To support or verify compliance with a control, you can use a subcontrol to check if there is a process in place and test how well it works. To implement a subcontrol, you can specify automated tests of a control, or create questionnaire questions that measure satisfaction with the control and control objectives. To create a new subcontrol, you must have Control View and Control Author permissions.
To create a new subcontrol:
Go to Content > Controls and Questionnaires.
Expand Organization Content and select a control.
Click New Subcontrol. The Create Subcontrol wizard appears, showing the Subcontrol Details wizard page.
Add the following information on the Create Subcontrol tab:
Title: The Title is the label that will be displayed for the control in the Organization Content hierarchy.
Question text: The Question text that displays in the user questionnaire.
Description: The Description provides an overview description of the subcontrol entered in WYSIWYG rich HTML format.
Weight: The Weight value indicates the weight assigned to this control. When compliance and risk scores are rolled up, values are calculated based on the percentage the control's weight contributes to the total weight of controls at the same level in a hierarchy.
Reference Numbers: The Reference Numbers field lets you specify information corresponding to related control framework or regulation reference numbers like ISO-17799 1.4.1 for example. To enter multiple reference numbers, you can include the reference numbers in a comma-separated list.
Help text: The help text for this question that displays in the user questionnaire.

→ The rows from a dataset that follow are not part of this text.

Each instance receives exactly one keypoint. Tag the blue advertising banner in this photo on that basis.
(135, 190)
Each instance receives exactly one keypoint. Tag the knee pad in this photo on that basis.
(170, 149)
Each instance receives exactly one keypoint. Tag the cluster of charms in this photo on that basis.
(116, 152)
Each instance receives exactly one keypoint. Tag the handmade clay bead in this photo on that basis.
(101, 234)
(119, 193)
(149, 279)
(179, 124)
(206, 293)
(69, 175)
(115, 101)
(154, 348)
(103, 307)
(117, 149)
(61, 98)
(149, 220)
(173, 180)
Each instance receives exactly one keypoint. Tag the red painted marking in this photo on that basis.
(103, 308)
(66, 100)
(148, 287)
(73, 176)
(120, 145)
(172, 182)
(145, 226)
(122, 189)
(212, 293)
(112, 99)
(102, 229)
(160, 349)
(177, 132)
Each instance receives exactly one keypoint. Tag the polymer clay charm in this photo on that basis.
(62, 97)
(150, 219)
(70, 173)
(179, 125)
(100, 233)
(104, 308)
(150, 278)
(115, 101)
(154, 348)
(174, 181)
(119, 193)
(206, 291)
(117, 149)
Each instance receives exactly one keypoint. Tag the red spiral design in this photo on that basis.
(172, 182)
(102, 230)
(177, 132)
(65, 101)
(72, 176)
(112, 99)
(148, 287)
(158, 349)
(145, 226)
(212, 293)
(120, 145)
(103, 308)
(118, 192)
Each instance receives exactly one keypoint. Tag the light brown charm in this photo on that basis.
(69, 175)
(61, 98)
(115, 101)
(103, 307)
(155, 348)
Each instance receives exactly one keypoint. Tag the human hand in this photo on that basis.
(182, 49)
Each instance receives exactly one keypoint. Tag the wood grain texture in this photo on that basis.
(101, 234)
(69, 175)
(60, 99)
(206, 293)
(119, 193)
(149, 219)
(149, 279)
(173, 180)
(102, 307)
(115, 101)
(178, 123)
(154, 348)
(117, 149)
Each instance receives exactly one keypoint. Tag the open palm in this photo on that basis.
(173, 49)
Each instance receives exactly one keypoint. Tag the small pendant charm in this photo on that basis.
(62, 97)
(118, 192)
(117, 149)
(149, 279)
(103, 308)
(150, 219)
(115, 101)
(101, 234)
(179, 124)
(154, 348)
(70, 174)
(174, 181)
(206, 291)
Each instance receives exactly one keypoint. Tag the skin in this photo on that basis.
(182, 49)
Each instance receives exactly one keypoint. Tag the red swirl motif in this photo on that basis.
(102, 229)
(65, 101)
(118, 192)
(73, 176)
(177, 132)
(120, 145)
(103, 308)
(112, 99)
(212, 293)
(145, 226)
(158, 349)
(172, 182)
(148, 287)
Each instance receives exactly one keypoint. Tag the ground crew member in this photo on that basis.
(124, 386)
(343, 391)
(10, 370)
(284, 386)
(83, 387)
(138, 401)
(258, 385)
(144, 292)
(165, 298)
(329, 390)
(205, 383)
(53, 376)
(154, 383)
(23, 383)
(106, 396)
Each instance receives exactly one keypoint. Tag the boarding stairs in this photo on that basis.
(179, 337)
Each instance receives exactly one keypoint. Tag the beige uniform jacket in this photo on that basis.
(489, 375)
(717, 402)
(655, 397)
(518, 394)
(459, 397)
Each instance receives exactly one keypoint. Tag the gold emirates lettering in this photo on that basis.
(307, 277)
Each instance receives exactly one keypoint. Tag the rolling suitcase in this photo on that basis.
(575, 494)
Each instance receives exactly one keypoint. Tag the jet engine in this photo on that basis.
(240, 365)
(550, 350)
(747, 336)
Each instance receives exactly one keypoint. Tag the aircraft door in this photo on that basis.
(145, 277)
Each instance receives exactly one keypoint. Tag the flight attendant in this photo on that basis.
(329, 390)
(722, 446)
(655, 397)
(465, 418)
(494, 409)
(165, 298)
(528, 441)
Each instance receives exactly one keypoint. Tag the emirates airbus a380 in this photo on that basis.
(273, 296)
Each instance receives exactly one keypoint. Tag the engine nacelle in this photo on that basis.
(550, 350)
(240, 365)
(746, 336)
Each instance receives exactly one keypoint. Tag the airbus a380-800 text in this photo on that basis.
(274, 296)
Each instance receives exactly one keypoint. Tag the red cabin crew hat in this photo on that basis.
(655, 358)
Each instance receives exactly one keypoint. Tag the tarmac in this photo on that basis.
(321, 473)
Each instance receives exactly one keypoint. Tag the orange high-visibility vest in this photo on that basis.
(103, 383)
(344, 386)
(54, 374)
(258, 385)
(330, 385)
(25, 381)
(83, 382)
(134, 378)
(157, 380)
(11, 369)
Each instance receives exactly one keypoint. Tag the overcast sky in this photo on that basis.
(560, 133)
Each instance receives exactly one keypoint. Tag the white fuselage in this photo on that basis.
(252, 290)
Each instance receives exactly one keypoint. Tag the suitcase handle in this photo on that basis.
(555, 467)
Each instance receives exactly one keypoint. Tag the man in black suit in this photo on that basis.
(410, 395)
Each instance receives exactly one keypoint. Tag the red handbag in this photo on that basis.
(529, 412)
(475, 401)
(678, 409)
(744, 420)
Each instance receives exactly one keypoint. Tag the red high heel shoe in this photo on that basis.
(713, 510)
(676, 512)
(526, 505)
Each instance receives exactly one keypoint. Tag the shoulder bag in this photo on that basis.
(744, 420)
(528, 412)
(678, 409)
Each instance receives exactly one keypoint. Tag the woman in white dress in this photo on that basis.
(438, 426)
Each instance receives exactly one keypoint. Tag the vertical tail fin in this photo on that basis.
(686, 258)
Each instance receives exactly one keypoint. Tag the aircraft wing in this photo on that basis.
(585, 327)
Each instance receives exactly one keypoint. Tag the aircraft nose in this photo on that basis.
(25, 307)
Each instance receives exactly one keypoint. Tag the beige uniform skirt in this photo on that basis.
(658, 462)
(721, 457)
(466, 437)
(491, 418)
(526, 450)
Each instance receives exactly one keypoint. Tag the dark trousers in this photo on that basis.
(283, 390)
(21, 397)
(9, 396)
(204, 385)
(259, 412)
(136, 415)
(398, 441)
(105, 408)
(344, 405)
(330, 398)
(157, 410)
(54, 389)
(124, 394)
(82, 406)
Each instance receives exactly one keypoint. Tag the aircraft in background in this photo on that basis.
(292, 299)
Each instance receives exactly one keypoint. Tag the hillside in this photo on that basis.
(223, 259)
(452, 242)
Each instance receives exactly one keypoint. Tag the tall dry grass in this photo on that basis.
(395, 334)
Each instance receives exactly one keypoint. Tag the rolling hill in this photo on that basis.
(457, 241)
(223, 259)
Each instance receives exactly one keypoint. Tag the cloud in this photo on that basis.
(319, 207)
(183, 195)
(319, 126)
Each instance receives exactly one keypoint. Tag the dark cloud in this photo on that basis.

Assessment Procedures: The procedural text for this question.
The Key Control field indicates whether this subcontrol must be included when a user selects control options only to implement or use key controls in measuring risk and policy compliance. In contrast to primary controls, where a user would generally pick one control to rely on for results, users can generally pick multiple key controls.
The Responses wizard page appears. In the Responses wizard page, set up the answers available to the user in the questionnaire.
When you skip this step, the default answers are applied. See Default Question Settings.
The Dependencies wizard page appears. In the Dependencies wizard page, select subcontrols that apply when an answer is chosen.
Click Finish. Additional detail tabs specific to the subcontrol type appear.